| INTERNATIONALE ARBEITSORGANISATION |
Empfehlung 54
Empfehlung betreffend die Aufsicht bei Hochbauarbeiten
Die Allgemeine Konferenz der Internationalen Arbeitsorganisation,
die vom Verwaltungsrat des Internationalen Arbeitsamtes nach Genf einberufen wurde und am 3. Juni 1937 zu ihrer dreiundzwanzigsten Tagung zusammengetreten ist,
hat beschlossen, verschiedene Anträge anzunehmen betreffend die Aufsicht bei Hochbauarbeiten, eine Frage, die zum ersten Gegenstand ihrer Tagesordnung gehört, und
dabei bestimmt, daß diese Anträge die Form einer Empfehlung erhalten sollen.
Die Konferenz nimmt heute, am 23. Juni 1937, die folgende Empfehlung an, die als Empfehlung betreffend die Aufsicht (Hochbau), 1937, bezeichnet wird.
Das Übereinkommen und die Empfehlung über Unfallverhütungsvorschriften (Hochbau), 1937, enthalten gewisse Bestimmungen über die Arbeitsaufsicht.
Die Konferenz hat auf ihrer fünften Tagung (1923) eine Empfehlung betreffend die Arbeitsaufsicht angenommen.
Für Hochbauarbeiten erscheint es jedoch erwünscht, die Aufmerksamkeit der Mitglieder noch auf gewisse andere Bestimmungen zu lenken, die nicht in dem erwähnten Übereinkommen und den erwähnten Empfehlungen enthalten sind.

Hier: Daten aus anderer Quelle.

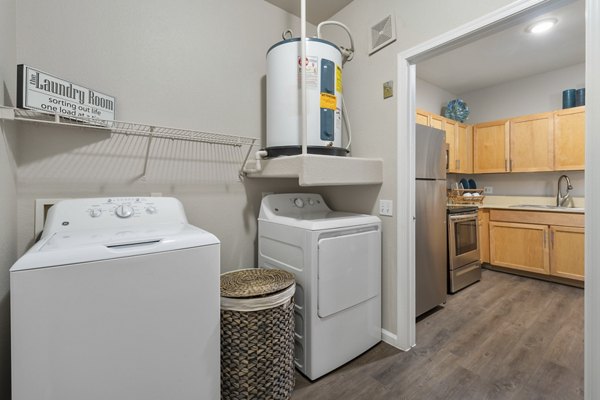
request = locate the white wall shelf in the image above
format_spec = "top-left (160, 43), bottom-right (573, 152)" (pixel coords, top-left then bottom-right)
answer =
top-left (243, 154), bottom-right (383, 186)
top-left (0, 106), bottom-right (260, 179)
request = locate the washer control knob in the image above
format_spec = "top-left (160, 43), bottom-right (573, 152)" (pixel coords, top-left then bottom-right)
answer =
top-left (115, 204), bottom-right (133, 218)
top-left (146, 206), bottom-right (156, 215)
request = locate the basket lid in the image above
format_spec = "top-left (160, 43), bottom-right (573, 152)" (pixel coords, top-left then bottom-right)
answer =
top-left (221, 268), bottom-right (295, 298)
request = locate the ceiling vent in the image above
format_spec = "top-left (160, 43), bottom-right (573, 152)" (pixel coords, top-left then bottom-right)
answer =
top-left (369, 14), bottom-right (396, 55)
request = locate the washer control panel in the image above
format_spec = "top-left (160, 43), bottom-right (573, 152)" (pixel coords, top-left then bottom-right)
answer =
top-left (87, 197), bottom-right (160, 219)
top-left (44, 197), bottom-right (187, 234)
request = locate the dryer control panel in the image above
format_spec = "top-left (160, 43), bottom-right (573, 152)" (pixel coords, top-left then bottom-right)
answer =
top-left (42, 197), bottom-right (187, 236)
top-left (260, 193), bottom-right (331, 217)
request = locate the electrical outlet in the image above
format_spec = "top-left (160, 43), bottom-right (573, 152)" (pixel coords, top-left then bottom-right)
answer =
top-left (379, 200), bottom-right (394, 217)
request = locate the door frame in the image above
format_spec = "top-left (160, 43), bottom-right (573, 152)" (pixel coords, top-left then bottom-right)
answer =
top-left (396, 0), bottom-right (600, 399)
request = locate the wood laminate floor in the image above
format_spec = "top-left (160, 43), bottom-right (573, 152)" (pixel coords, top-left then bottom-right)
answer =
top-left (292, 270), bottom-right (584, 400)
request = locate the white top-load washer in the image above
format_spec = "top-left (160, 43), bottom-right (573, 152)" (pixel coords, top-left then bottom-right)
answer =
top-left (10, 197), bottom-right (220, 400)
top-left (258, 193), bottom-right (381, 380)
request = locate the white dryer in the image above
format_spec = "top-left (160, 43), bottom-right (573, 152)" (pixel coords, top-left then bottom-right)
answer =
top-left (10, 197), bottom-right (220, 400)
top-left (258, 193), bottom-right (381, 380)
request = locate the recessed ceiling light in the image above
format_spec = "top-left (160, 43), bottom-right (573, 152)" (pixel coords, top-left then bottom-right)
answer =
top-left (527, 18), bottom-right (558, 33)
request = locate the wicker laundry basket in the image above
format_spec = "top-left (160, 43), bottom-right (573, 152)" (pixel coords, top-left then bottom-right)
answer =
top-left (221, 268), bottom-right (296, 400)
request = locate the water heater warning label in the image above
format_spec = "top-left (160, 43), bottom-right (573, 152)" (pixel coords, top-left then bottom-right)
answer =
top-left (321, 93), bottom-right (337, 110)
top-left (298, 56), bottom-right (319, 87)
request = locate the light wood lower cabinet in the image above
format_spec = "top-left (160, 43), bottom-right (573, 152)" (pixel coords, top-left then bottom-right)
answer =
top-left (550, 226), bottom-right (585, 281)
top-left (477, 209), bottom-right (490, 263)
top-left (488, 210), bottom-right (585, 281)
top-left (490, 222), bottom-right (550, 275)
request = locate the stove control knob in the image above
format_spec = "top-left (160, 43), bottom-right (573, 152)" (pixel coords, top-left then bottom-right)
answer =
top-left (115, 204), bottom-right (133, 218)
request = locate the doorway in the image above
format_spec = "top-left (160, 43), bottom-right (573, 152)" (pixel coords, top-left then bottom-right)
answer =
top-left (397, 0), bottom-right (600, 398)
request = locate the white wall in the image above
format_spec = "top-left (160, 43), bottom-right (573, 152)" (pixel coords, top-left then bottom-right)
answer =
top-left (325, 0), bottom-right (512, 334)
top-left (448, 171), bottom-right (585, 197)
top-left (460, 64), bottom-right (585, 124)
top-left (0, 0), bottom-right (17, 399)
top-left (12, 0), bottom-right (314, 270)
top-left (415, 78), bottom-right (458, 115)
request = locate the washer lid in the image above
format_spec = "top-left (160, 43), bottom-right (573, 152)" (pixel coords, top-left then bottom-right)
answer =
top-left (10, 223), bottom-right (219, 272)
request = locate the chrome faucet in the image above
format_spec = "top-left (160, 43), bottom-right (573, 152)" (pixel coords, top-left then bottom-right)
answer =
top-left (556, 175), bottom-right (573, 207)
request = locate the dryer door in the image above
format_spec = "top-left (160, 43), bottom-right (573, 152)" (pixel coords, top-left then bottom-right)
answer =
top-left (318, 227), bottom-right (381, 318)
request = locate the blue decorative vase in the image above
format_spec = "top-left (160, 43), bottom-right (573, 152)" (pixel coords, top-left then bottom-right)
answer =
top-left (444, 99), bottom-right (469, 122)
top-left (563, 89), bottom-right (576, 108)
top-left (575, 88), bottom-right (585, 107)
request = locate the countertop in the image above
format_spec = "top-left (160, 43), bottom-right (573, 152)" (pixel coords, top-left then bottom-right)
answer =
top-left (450, 195), bottom-right (585, 214)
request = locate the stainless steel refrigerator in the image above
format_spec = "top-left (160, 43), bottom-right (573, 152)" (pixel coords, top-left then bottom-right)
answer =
top-left (415, 125), bottom-right (448, 316)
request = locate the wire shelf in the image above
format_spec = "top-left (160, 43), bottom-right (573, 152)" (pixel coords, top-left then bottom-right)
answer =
top-left (0, 106), bottom-right (260, 180)
top-left (5, 108), bottom-right (257, 146)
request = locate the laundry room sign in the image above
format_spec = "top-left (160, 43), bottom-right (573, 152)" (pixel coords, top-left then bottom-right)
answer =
top-left (17, 64), bottom-right (115, 121)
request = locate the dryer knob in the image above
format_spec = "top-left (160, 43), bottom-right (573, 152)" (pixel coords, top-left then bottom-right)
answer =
top-left (115, 204), bottom-right (133, 218)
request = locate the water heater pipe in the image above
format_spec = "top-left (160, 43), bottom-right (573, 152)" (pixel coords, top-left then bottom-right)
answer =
top-left (300, 0), bottom-right (308, 156)
top-left (317, 21), bottom-right (354, 65)
top-left (342, 96), bottom-right (352, 150)
top-left (317, 21), bottom-right (354, 150)
top-left (244, 150), bottom-right (268, 174)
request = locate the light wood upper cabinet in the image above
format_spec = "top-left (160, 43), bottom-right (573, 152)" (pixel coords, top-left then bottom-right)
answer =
top-left (473, 120), bottom-right (510, 174)
top-left (554, 106), bottom-right (585, 171)
top-left (509, 113), bottom-right (554, 172)
top-left (417, 108), bottom-right (429, 126)
top-left (429, 114), bottom-right (445, 130)
top-left (489, 221), bottom-right (550, 275)
top-left (444, 120), bottom-right (459, 172)
top-left (456, 122), bottom-right (473, 174)
top-left (550, 226), bottom-right (585, 281)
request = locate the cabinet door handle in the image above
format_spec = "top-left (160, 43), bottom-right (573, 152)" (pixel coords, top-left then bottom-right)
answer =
top-left (544, 231), bottom-right (547, 248)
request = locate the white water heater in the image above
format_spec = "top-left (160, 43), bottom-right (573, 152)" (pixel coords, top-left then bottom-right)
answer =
top-left (266, 38), bottom-right (348, 157)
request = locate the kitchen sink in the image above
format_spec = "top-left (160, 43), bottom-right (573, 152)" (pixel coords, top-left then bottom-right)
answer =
top-left (509, 204), bottom-right (584, 211)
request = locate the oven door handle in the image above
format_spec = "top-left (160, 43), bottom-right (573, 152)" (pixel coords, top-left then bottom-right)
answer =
top-left (450, 215), bottom-right (477, 222)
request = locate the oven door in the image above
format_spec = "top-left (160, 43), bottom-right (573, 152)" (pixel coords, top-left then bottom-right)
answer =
top-left (448, 213), bottom-right (479, 270)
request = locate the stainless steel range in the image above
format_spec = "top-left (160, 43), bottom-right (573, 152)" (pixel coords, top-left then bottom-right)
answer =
top-left (448, 206), bottom-right (481, 293)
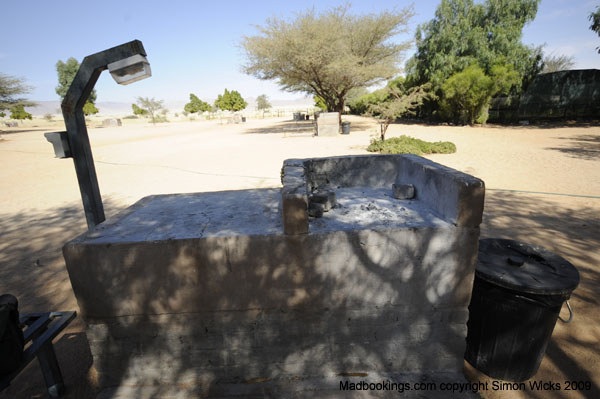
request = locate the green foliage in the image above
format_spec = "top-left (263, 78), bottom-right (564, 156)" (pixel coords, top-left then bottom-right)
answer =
top-left (241, 6), bottom-right (413, 113)
top-left (369, 81), bottom-right (431, 141)
top-left (131, 104), bottom-right (148, 116)
top-left (56, 57), bottom-right (97, 104)
top-left (256, 94), bottom-right (271, 111)
top-left (348, 89), bottom-right (388, 115)
top-left (440, 64), bottom-right (519, 125)
top-left (313, 96), bottom-right (327, 112)
top-left (83, 101), bottom-right (98, 116)
top-left (407, 0), bottom-right (542, 111)
top-left (542, 55), bottom-right (575, 73)
top-left (367, 135), bottom-right (456, 155)
top-left (215, 89), bottom-right (248, 111)
top-left (134, 97), bottom-right (166, 124)
top-left (348, 76), bottom-right (406, 115)
top-left (183, 93), bottom-right (211, 114)
top-left (0, 72), bottom-right (35, 111)
top-left (10, 105), bottom-right (31, 120)
top-left (589, 6), bottom-right (600, 54)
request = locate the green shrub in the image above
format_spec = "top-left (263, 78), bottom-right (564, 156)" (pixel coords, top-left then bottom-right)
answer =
top-left (440, 64), bottom-right (519, 125)
top-left (367, 135), bottom-right (456, 155)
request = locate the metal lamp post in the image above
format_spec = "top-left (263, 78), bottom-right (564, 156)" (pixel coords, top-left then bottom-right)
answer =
top-left (45, 40), bottom-right (152, 229)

Die Konferenz empfiehlt deshalb allen Mitgliedern der Internationalen Arbeitsorganisation, hinsichtlich der Aufsicht bei Hochbauarbeiten die folgenden Grundsätze und Regeln in Erwägung zu ziehen:
1. Alle bei der Errichtung, der Ausbesserung, dem Umbau, der Instandhaltung und dem Abbruch von Gebäuden aller Art vorkommenden Arbeiten sollten der Aufsicht unterstehen.
2. Die mit dieser Aufsicht betraute Behörde (im weiteren "Aufsichtsbehörde" genannt) sollte ein öffentliches Organ sein und alle erforderlichen Befugnisse haben, um die gewissenhafte Durchführung der geltenden Gesetze und Verordnungen sicherzustellen.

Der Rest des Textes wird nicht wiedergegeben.